Antonio Masoli – CQS Ottica Inn Tempus Fugit – si consola dell’essere arrivato secondo, senza rimpianti: “Abbiamo fatto il massimo: una partenza eccezionale, poi l’ammainata del frullone anticipata rispetto al nostro avversario ci ha messo in scia. Dopo la prima boa, sulla bolina, pensavamo di recuperare qualcosa, ma non è stato possibile. Più di così, in queste condizioni, non potevamo fare, ma siamo contenti di aver portato a Trieste, assieme ai nostri sponsor e ad Assicurazioni Generali in particolare, uno scafo competitivo pronto a sfidare il defender, che ha permesso a Barcolana di avere ancora maggiore visibilità in tutto il mondo”.

Mitja Kosmina – CQS Ottica Inn Tempus Fugit – sottolinea nuovamente la sfortuna avuta col vento, che li ha colti di sorpresa: “Abbiamo fatto una buona partenza, abbiamo pianificato bene, pensavamo che il vento calasse, invece è aumentato e girato a destra di quello che ritenevamo. Questo vento ci ha presi nel nostro punto debole, ma è stato comunque un grande spettacolo, una festa e un’esperienza unica. Il vento non ci ha aiutati, abbiamo fatto il meglio possibile. Siamo partiti sottovento per scelta, lì potevamo colpire con le migliori condizioni”.

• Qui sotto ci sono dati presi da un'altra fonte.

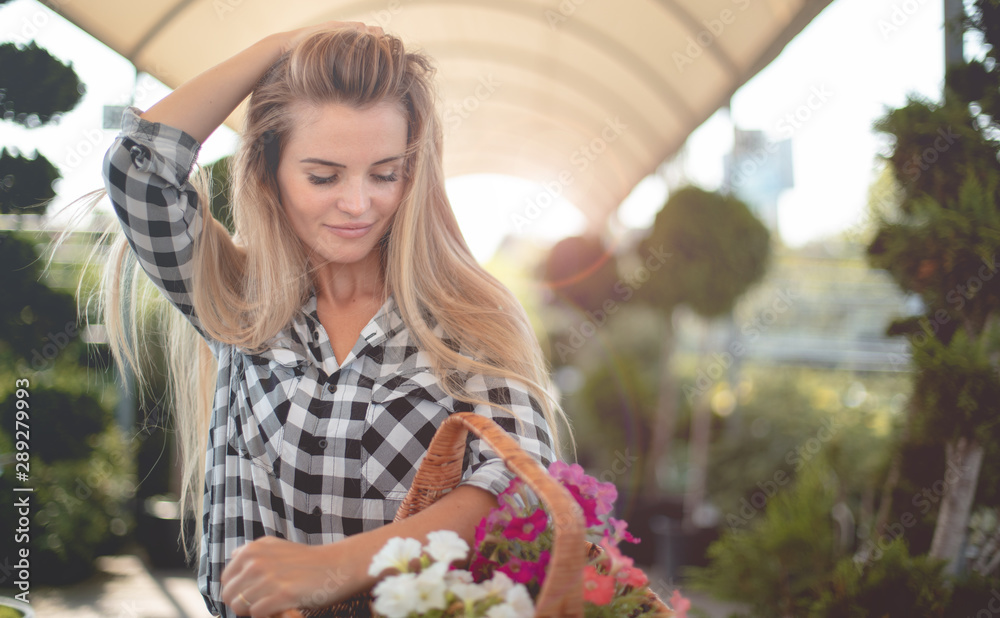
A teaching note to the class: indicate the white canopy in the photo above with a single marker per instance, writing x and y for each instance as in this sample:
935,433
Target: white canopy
585,96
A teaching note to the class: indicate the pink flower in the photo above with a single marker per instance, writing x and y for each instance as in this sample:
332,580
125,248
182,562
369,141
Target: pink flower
521,571
487,524
633,577
526,528
606,494
481,568
587,504
614,558
597,589
679,604
620,532
595,498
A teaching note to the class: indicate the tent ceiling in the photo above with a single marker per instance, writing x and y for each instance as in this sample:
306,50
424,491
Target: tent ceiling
585,96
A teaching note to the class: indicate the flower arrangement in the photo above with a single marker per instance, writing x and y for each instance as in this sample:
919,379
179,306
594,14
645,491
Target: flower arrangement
505,573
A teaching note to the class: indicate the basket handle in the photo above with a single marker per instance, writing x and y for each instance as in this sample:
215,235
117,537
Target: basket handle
441,471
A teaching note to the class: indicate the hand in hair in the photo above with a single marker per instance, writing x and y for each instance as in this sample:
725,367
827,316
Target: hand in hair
292,38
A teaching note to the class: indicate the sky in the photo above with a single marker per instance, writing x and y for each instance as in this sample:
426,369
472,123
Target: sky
857,59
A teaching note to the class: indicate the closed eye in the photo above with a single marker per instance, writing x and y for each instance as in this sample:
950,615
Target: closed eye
319,180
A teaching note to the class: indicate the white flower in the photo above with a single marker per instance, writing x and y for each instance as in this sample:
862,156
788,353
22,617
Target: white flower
429,588
519,599
446,546
458,576
502,611
517,604
396,554
499,584
395,596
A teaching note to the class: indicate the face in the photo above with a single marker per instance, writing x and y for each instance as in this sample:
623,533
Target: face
341,177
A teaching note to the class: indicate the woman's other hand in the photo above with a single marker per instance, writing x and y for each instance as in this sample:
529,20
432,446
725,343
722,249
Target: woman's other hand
269,575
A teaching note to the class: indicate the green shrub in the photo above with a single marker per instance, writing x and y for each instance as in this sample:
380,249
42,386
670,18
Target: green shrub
778,564
895,585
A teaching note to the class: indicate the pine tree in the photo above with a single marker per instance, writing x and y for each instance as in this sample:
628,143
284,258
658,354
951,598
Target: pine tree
942,243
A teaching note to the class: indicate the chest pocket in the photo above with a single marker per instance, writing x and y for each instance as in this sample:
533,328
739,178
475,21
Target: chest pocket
261,392
404,413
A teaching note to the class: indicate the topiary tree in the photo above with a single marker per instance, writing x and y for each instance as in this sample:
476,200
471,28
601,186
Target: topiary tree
717,250
35,89
942,243
79,465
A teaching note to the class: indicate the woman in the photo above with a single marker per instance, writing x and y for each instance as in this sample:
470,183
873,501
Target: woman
345,319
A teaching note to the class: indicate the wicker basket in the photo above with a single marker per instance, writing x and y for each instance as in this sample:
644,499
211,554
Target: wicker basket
440,471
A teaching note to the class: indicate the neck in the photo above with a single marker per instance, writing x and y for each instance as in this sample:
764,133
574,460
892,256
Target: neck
347,284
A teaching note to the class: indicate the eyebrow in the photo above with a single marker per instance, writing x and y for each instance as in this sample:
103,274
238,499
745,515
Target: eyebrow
332,164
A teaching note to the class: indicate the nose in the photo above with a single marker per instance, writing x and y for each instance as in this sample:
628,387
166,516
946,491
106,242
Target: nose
354,199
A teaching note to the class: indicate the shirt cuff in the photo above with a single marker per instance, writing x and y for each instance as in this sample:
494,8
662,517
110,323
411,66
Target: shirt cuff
160,149
493,476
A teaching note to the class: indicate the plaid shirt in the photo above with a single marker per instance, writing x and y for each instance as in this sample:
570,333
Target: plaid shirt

Mauro Pelaschier, della Viriella, arrivata quarta: “Una Barcolana meravigliosa, con un Viriella che è una nave a vela, importante e impegnativa in una regata sia per le dimensioni che il peso. Ma Viriella ha saputo dare il massimo che poteva dare, abbiamo fatto delle giuste scelte in relazione al vento. Il quarto posto è il risultato migliore possibile per uno scafo da crociera da 130 tonnellate, subito dietro ai tre scafi da regata: grazie all’equipaggio, all’armatore Vittorio Moretti, allo Yacht Club Costa Smeralda, e soprattutto grazie a One Ocean Foundation: quello che vorrei adesso, è che tutti i 30mila regatanti firmassero la Charta Smeralda e insieme, tutti, proteggessimo di più il nostro mare”.

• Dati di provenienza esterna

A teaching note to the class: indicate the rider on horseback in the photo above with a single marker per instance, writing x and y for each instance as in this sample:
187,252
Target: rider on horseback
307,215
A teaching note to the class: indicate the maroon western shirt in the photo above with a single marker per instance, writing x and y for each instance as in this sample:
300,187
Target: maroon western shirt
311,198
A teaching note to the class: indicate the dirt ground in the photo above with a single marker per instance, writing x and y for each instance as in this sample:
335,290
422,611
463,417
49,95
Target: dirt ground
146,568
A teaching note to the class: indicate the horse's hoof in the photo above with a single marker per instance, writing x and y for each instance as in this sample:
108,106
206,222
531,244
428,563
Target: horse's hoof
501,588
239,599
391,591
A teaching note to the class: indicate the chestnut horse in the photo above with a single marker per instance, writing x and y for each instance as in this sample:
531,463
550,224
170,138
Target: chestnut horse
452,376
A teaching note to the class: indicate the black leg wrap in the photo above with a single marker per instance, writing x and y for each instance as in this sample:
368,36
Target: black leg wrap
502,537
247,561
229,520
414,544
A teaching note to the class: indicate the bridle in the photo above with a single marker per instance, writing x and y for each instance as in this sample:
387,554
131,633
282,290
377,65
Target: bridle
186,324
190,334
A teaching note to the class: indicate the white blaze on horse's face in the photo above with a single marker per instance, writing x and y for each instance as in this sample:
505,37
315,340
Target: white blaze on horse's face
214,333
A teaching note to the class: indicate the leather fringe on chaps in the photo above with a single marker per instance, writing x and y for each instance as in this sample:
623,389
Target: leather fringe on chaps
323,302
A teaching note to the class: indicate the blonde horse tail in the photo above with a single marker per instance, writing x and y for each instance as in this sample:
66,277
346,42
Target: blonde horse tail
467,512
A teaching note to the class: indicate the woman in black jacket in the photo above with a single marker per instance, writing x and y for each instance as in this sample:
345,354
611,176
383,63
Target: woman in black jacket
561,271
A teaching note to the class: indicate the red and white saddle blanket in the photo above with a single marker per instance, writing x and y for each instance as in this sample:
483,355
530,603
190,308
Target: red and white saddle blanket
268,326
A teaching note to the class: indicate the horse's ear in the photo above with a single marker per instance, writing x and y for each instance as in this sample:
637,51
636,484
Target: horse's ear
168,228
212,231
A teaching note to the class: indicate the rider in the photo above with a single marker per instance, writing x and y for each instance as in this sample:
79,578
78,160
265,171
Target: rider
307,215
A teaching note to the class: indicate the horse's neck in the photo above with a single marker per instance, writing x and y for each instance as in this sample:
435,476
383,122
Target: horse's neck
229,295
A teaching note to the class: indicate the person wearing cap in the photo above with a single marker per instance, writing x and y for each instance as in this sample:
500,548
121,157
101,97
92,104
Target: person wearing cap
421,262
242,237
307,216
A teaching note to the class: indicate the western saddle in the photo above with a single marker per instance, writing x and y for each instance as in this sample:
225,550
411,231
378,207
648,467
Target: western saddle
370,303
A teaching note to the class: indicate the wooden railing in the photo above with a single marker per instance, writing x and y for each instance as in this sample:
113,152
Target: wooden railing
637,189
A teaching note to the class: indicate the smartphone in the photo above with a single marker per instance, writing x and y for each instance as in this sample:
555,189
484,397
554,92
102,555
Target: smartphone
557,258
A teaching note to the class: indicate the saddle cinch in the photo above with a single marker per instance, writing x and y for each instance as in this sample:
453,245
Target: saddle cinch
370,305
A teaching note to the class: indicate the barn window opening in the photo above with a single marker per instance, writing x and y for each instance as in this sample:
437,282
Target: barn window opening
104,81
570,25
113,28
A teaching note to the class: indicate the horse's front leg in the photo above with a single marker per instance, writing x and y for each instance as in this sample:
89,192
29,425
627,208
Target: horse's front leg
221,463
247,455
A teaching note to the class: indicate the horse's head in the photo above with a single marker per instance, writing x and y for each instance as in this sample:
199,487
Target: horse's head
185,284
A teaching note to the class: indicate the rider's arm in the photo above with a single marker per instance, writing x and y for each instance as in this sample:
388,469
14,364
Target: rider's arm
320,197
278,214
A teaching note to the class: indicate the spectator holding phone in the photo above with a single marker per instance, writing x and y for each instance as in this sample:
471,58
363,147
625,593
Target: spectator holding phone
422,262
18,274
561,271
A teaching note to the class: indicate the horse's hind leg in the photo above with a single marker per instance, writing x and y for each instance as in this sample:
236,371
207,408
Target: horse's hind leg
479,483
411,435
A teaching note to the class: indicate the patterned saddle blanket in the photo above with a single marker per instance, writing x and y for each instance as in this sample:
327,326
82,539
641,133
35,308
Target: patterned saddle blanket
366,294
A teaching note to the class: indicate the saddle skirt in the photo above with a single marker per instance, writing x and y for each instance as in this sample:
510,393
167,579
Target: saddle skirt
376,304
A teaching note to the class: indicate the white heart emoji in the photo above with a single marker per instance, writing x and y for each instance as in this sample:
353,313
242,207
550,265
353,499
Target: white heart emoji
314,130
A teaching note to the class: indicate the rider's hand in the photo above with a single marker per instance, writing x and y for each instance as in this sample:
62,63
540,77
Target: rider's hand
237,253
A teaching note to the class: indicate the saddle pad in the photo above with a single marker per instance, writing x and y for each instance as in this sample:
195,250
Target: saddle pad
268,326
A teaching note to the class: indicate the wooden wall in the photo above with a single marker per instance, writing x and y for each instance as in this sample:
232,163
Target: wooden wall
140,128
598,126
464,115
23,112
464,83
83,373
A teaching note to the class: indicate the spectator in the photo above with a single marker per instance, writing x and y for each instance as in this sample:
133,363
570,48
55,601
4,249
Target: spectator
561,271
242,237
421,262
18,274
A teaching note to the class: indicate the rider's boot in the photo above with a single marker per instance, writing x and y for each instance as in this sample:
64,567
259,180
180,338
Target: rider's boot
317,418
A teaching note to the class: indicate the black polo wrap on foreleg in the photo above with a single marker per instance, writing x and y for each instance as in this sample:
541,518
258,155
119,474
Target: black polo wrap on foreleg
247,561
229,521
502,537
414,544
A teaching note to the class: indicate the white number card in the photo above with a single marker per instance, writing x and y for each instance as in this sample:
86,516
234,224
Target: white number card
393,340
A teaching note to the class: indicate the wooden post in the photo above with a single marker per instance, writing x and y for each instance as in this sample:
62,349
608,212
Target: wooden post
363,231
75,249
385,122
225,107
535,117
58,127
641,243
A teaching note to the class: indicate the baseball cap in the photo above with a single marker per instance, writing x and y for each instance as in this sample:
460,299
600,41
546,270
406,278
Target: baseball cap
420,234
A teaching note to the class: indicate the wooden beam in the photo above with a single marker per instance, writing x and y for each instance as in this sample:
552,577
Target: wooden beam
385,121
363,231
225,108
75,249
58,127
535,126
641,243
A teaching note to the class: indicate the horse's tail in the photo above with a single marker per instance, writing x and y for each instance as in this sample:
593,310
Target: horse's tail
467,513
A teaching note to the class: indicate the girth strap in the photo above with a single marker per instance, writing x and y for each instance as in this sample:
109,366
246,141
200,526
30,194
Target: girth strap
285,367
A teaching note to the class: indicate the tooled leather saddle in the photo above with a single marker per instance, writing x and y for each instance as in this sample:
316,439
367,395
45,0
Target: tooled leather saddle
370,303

Evelina Christillin, membro aggiuntivo della UEFA nel Consiglio della FIFA, ha commentato: “E’ stata la più bella Barcolana a cui io abbia mai partecipato. C’è stata una partecipazione incredibile, bel vento, e a bordo di Woodpecker siamo arrivati quinti: un ottimo risultato per noi. Per chi si occupa di sport, una manifestazione così ricca di persone e partecipazione è un collante straordinario per la città. Coniuga sport ad accessibilità per tutti. E aver avuto qui anche l’Amerigo Vespucci e le Frecce Tricolori ci ha dato l’immagine di un’Italia che vorremmo vedere sempre”.

Vasco Vascotto, capitano dell’imbarcazione Anemos, arrivata settima, è altrettanto positivo: “La più bella Barcolana di sempre per condizioni meteo, con un vento speciale. Il record riguarda gli iscritti, ma anche i partenti, record di velocità del percorso e di pubblico. Insomma, più di così difficile immaginare, eppure la Barcolana supera se stessa ogni anno. Sono davvero orgoglioso della mia città. Per chiudere voglio dire questo, e senza mancare di rispetto a nessuno: essere presenti a questo evento vuol dire aver già vinto, perché qui ha vinto Trieste, e hanno vinto tutti i velisti che hanno fatto parte di questa grande festa”.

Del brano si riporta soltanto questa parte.